Measuring Cyclomatic Complexity Of Python Code
Complex code is hard to manage, hard to isolate and hard to unit test. For these reasons it is more difficult and costly to modify. In other words you should try to avoid complex code.
Many software metrics exist to measure the complexity of code. One such metric is cyclomatic complexity. Cyclomatic complexity (CC) is the measure of linearly independent paths through a program. The algorithm was developed by Thomas McCabe back in the 1970s.
CC really measures the amount of branching in a suite of code. Suites with more than seven branches are considered suboptimal and should be looked at for refactoring. The number seven was chosen because it is believed to be the average number of things a human being can concurrently hold in their head. CC is well covered on the internet so if you want to know more Google it.

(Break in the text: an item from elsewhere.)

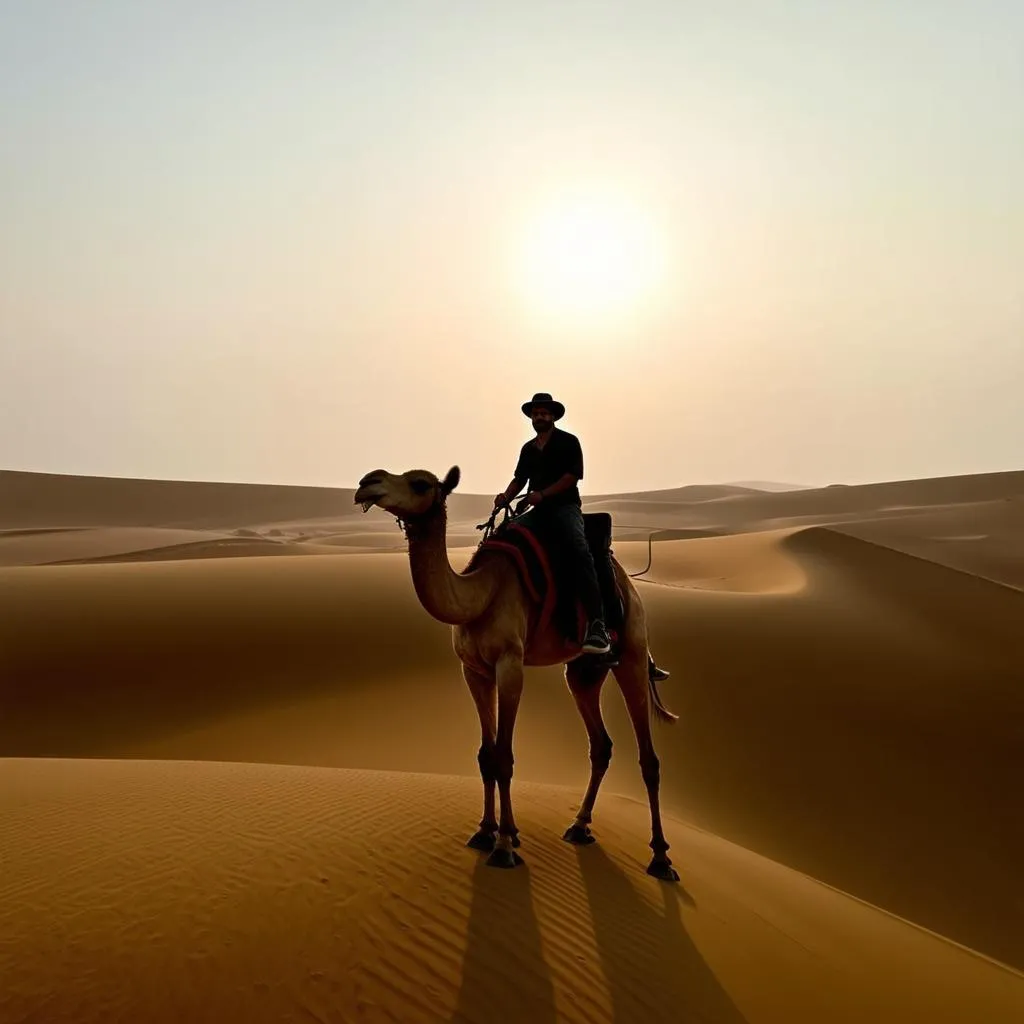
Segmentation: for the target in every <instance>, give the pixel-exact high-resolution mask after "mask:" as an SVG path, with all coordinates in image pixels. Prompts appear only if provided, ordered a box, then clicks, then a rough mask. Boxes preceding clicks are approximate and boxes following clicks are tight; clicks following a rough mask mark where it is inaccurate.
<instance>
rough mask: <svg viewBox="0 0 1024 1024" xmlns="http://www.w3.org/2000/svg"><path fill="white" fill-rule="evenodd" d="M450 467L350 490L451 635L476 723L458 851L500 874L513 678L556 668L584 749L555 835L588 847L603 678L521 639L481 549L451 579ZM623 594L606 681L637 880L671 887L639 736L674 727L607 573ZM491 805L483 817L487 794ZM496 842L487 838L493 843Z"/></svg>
mask: <svg viewBox="0 0 1024 1024" xmlns="http://www.w3.org/2000/svg"><path fill="white" fill-rule="evenodd" d="M459 478H460V470H459V467H458V466H453V467H452V469H450V470H449V472H447V474H446V475H445V477H444V479H443V480H439V479H438V478H437V477H436V476H434V474H433V473H430V472H428V471H427V470H421V469H416V470H410V471H408V472H406V473H401V474H397V475H396V474H393V473H389V472H387V471H386V470H383V469H377V470H374V471H373V472H371V473H368V474H367V475H366V476H364V477H362V479H361V480H359V485H358V489H357V490H356V492H355V496H354V502H355V504H357V505H361V506H362V511H364V512H368V511H370V509H371V508H373V507H374V506H378V507H379V508H381V509H383V510H384V511H385V512H388V513H390V514H391V515H393V516H394V517H395V518H396V519H397V520H398V523H399V525H400V526H401V527H402V529H403V530H404V532H406V537H407V539H408V541H409V559H410V567H411V569H412V575H413V586H414V588H415V590H416V594H417V596H418V597H419V599H420V603H421V604H422V605H423V607H424V608H425V609H426V610H427V612H429V614H431V615H432V616H433V617H434V618H436V620H438V621H439V622H442V623H445V624H447V625H450V626H452V627H453V631H452V633H453V646H454V648H455V652H456V654H458V656H459V659H460V662H461V663H462V671H463V676H464V677H465V680H466V683H467V685H468V686H469V691H470V693H471V694H472V696H473V700H474V701H475V703H476V710H477V713H478V714H479V718H480V732H481V740H480V749H479V753H478V756H477V762H478V764H479V769H480V777H481V779H482V781H483V816H482V817H481V819H480V822H479V826H478V830H477V831H476V833H475V835H473V836H472V838H471V839H470V840H469V841H468V843H467V844H466V845H467V846H469V847H471V848H473V849H475V850H479V851H482V852H486V853H488V854H489V856H488V858H487V864H488V865H490V866H493V867H505V868H511V867H515V866H517V865H518V864H521V863H522V862H523V860H522V857H521V856H520V855H519V854H518V853H516V852H515V850H516V848H518V847H519V845H520V843H519V838H518V833H519V830H518V828H517V827H516V823H515V816H514V815H513V813H512V793H511V788H512V768H513V762H514V758H513V753H512V736H513V732H514V730H515V720H516V714H517V712H518V708H519V699H520V696H521V694H522V687H523V668H524V666H552V665H564V666H565V680H566V683H567V684H568V688H569V691H570V692H571V694H572V696H573V698H574V699H575V703H577V708H578V709H579V712H580V715H581V717H582V718H583V721H584V724H585V725H586V727H587V733H588V736H589V738H590V763H591V773H590V783H589V785H588V787H587V792H586V794H585V796H584V798H583V802H582V804H581V805H580V812H579V813H578V814H577V816H575V819H574V820H573V822H572V823H571V824H570V825H569V826H568V828H567V829H566V830H565V834H564V835H563V837H562V838H563V839H564V840H565V841H566V842H568V843H574V844H579V845H588V844H590V843H593V842H594V841H595V837H594V836H593V835H592V833H591V829H590V825H591V822H592V815H593V811H594V804H595V803H596V801H597V793H598V788H599V787H600V785H601V780H602V779H603V777H604V774H605V772H606V771H607V769H608V765H609V763H610V761H611V737H610V736H609V735H608V733H607V731H606V729H605V727H604V721H603V719H602V716H601V702H600V698H601V687H602V685H603V684H604V681H605V679H606V678H607V674H608V668H607V667H606V666H602V665H600V664H599V662H598V660H597V659H596V658H594V657H592V656H588V655H583V656H580V651H579V648H573V647H571V646H570V645H569V644H568V641H567V640H566V639H565V638H564V637H562V636H561V635H560V634H559V633H558V632H557V631H556V630H555V629H554V628H552V627H549V628H548V629H547V630H545V631H544V632H541V633H540V634H535V633H534V632H532V631H531V630H530V629H529V626H528V624H529V622H530V610H531V609H530V602H531V598H530V597H529V595H528V594H527V593H526V591H525V589H524V588H523V586H522V584H521V582H520V579H519V575H518V572H517V569H516V567H515V565H514V564H513V563H512V561H511V560H510V559H509V558H507V557H506V556H504V555H503V554H502V553H500V552H490V551H487V550H486V549H483V550H481V551H479V552H478V557H477V558H476V559H475V560H474V564H473V565H472V566H471V567H468V569H467V571H464V572H462V573H457V572H456V571H455V570H454V569H453V568H452V564H451V562H450V561H449V555H447V547H446V529H447V515H446V500H447V496H449V495H450V494H451V493H452V492H453V490H454V489H455V488H456V486H457V485H458V483H459ZM613 567H614V571H615V577H616V579H617V581H618V586H620V588H621V590H622V592H623V596H624V603H625V606H626V607H625V626H624V629H623V639H622V648H621V654H620V658H618V665H617V666H615V667H614V668H613V669H612V670H611V671H612V672H613V674H614V677H615V680H616V682H617V683H618V687H620V689H621V690H622V693H623V697H624V698H625V701H626V707H627V710H628V711H629V715H630V719H631V721H632V724H633V731H634V733H635V735H636V741H637V749H638V751H639V754H640V769H641V773H642V776H643V780H644V784H645V785H646V788H647V797H648V801H649V804H650V817H651V841H650V848H651V850H652V851H653V857H652V859H651V862H650V864H649V865H648V867H647V873H648V874H650V876H652V877H654V878H656V879H659V880H663V881H666V882H678V881H679V876H678V873H677V872H676V870H675V868H673V866H672V861H671V860H670V858H669V855H668V851H669V844H668V842H666V839H665V833H664V830H663V827H662V814H660V807H659V803H658V788H659V782H660V774H659V764H658V759H657V755H656V754H655V752H654V743H653V739H652V736H651V713H652V712H653V714H654V715H655V716H656V717H657V718H658V719H659V720H662V721H665V722H675V721H676V720H677V718H678V716H676V715H674V714H673V713H672V712H671V711H669V710H668V708H666V707H665V705H664V703H663V702H662V699H660V697H659V696H658V693H657V686H656V683H655V682H654V681H653V680H652V679H650V678H649V677H648V671H647V665H648V658H647V626H646V620H645V616H644V608H643V604H642V602H641V600H640V596H639V594H638V593H637V591H636V589H635V588H634V586H633V583H632V581H631V580H630V579H629V577H628V575H627V573H626V572H625V571H624V570H623V567H622V566H621V565H620V564H618V563H617V561H613ZM496 786H497V788H498V794H499V798H500V802H501V815H500V819H498V820H496V817H495V787H496ZM496 834H497V835H496Z"/></svg>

I implemented the CC algorithm using a very simple AST visitor. A CC number is calculated for each Module, Class, Method and Function in a file. The program currently calculates, but does not print the results for nested classes or nested functions.
Metric Frenzy
Use metrics as a guide to show where there may be a need for refactoring. Don’t take them too seriously. Just because the complexity number is slightly above optimal doesn’t mean the code sucks. Metrics are not the definitive answer on code quality. So take them with a grain of salt.
Getting The Code
The program and unit tests are available in my Subversion repository. Just download the files into any directory on your system. You will need at least pygenie.py and cc.py.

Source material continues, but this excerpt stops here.